Fuglewicz agreed that the industry should tread cautiously before completely abandoning the 250 kBd bus. “Having one 500 kBd J1939 does lend itself to the risk that an aftermarket system may not be compatible with the bus and may result in the vehicle not operating correctly,” he said. Importantly, plug-in receptacles on the systems are different.

Selecting a strategy may ultimately come down to what users want to accomplish, Swenson said.

“There can be arguments for either approach,” he said. “The design choice . . . is not unlike selecting single semi-trailers or double trailers for a logistics operation. What makes the most sense depends on the cargo — or in this case, data — to be conveyed. Insisting there must be a nexus of all data traffic can be impractical.”

But understanding how far a single bus can be pushed, in either a single or double-bus network, is critical. Based on current usage, DeGrant said, J1939 usually operates at 35% to 40% of capacity and sometimes spikes as high as 50%. A decade ago the rate was 20% to 25% of capacity, he said.

“Above 65% of the data bus capacity is considered undesirable,” Jong said. “On an average-featured truck today, there is still considerable data bus capacity, [but] once the data bus reaches the critical state, message drop-out starts to occur. The driver will begin to experience occasional loss of function.” He added, “Some safety systems have a malfunction warning light. The light will turn on, and a fault code may show up.”

Jong also noted that, should a truck have both 250 kBd and 500 kBd systems, there can be no crossover between the two. “On one J1939 bus, controllers of two different speeds, 250 kBd and 500 kBd, do not mix,” he said. “All participating third-party manufacturers need to move their controllers to 500 kBd together in order for them to be connected to the J1939 500 kBd bus.”

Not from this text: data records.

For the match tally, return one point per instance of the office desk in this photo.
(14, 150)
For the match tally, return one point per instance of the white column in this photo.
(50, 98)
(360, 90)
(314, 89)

Xata, for one, is preparing for the change.

“We are actively engaged in engineering development work with 500 kBd J1939 and testing our devices on production vehicles,” Fuglewicz said. “We know several truck [original equipment manufacturers] have already adopted 500 kBd J1939, and more are sure to follow.”

Daimler also is bracing for the change.

“DTNA has been laying down the groundwork to be ready for moving to 500 kBd J1939 backbone for some time,” Jong said. “Our work includes a strategy for maintaining the integrity of the data bus, increasing the vehicle’s overall reliability and enhancing ease of service.” He added that Daimler’s Freightliner M2 medium-duty hybrid trucks already are utilizing a 500 kBd bus for “sophisticated energy management functions.” Like Navistar, DTNA is also participating in the SAE study group.

“Overall, this is a positive change to the industry,” DeGrant said. “It will buy us another 10 years without having to totally redesign the vehicle network architecture.”

Fuglewicz added, “As more and more ‘smart’ devices are built into the vehicle — or are added aftermarket — with fleets wanting to know the status of these devices in real-time, the existing 250 kBd J1939 will eventually reach its limit.”

In-cab equipment maker Qualcomm Inc., San Diego, and software provider TMW Systems Inc., Beachwood, Ohio, declined to comment for this story. Truck makers Kenworth Truck Company, Kirkland, Wash.; Peterbilt Motors, Denton, Texas; and Volvo Trucks North America and Mack Trucks Inc., both located in Greensboro, N.C., also did not comment.